C’est du brutal
Le rugby, tel qu’il se parle et s’écrit, se joue aussi, n’est plus ce qu’il était. Le néo-féminisme si en vogue n’y est pour rien, mais la tendance est forte, il suffit de lire. Par exemple, dans « L’Equipe », la veille de la demi-finale de Coupe du monde France - Nouvelle-Zélande à Auckland, un titre faisait impact : « On donne notre corps à la science. » Il s’agissait d’une interview de Marjorie Mayans et Gabrielle Vernier, toutes deux surnommées « les enragées ». Au passage, elles déclaraient entre deux sourires : « L’engagement doit être total sur les plaquages. C’est un geste télégénique qui fait plaisir aux spectateurs. » Certes, ces dames savaient plaquer et l’on pouvait le vérifier au hasard des matchs télévisés sans cesser de céder à une douce pensée sur leurs capacités à donner de l’air au jeu, à réduire les affrontements. Or le spectacle, à ce point frontal, offert par Françaises et Néo-Zélandaises en fusion fut tout autre. Dans les dix dernières minutes, puissance en avant, épaules en batterie, elles vécurent l’exclusion en jaune pour avoir mis trop de plomb dans les têtes. C’était à se demander si l’expression « match d’hommes » employée à satiété voulait encore dire quelque chose par comparaison. Si, chez les mâles de toujours, le trivial « on n’est pas des gonzesses » n’avait pas vécu et, avec lui, le dérisoire « en avoir ou pas ». Le jour même, au Stade de France, Français et Australiens s’en donnèrent à corps joie, mais le meilleur du nouveau genre attendrait une semaine. Entre Français et SudAfricains,
ceux-ci fatalement présentés comme les plus féroces (c’est toujours l’autre, l’opposant, qui en fait plus), l’hommage à la grosse verve de Michel Audiard atteint des sommets et renvoya le France-Nouvelle Zélande fourroussien de 1986 à Nantes au rang des matchs de charité. Tournée générale d’une boisson « bizarre ». Devant le breuvage servi, on pouvait se prendre pour Tonton Bernard (Blier) qui, hébété, livrait son expertise : « Faut reconnaître, c’est du brutal ! » Avant que de savoir s’il avait un goût de pommes, on ne comptait plus les hommes qui se bousculaient devant la porte de l’infirmerie.
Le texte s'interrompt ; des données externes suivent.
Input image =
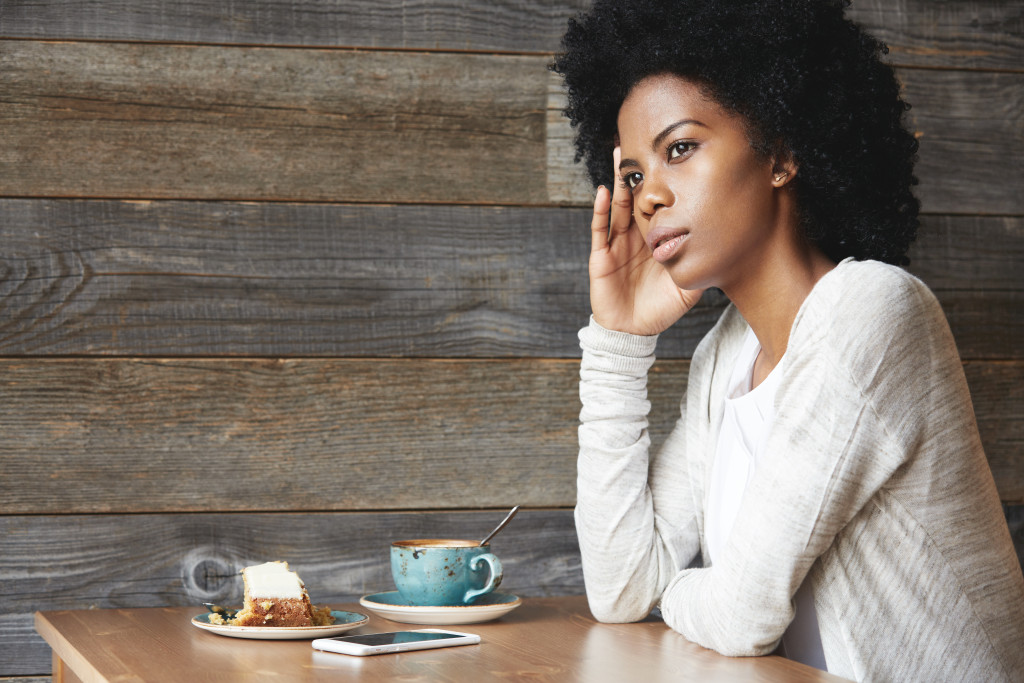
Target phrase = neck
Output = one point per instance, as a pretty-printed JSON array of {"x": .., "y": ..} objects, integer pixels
[{"x": 771, "y": 295}]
Un hôpital de campagne venait d’être dressé sur l’herbe de Saint-Denis. À l’aune des gueules cassées, ces dames d’Auckland étaient dépassées. Par bonheur, les Français étaient invités à partager la dernière de la Tournée contre les frelons Japonais. Allait-elle laisser un « goût de betteraves » ? Cette fois, c’est du vital qui nous fut servi. Grâce à ces Japonais toujours en jambes et à leur ivresse de rapides éjections, de transmissions. Grâce à ces épatants Français, ceux du capitaine Olivon après le commandant Dupont. Car cette équipe vit sa nouvelle condition de favorite sans baisser le ton. Il y a souvent un talent pour pousser l’autre, ce bon Jalibert donne de l’air et ce Penaud fait honneur au père. Maintenant, il s’agit de souhaiter que la prochaine pandémie de rugby prenne source chez les Japonais. Avec eux, c’est du saké sans brutalité, du vif argent content.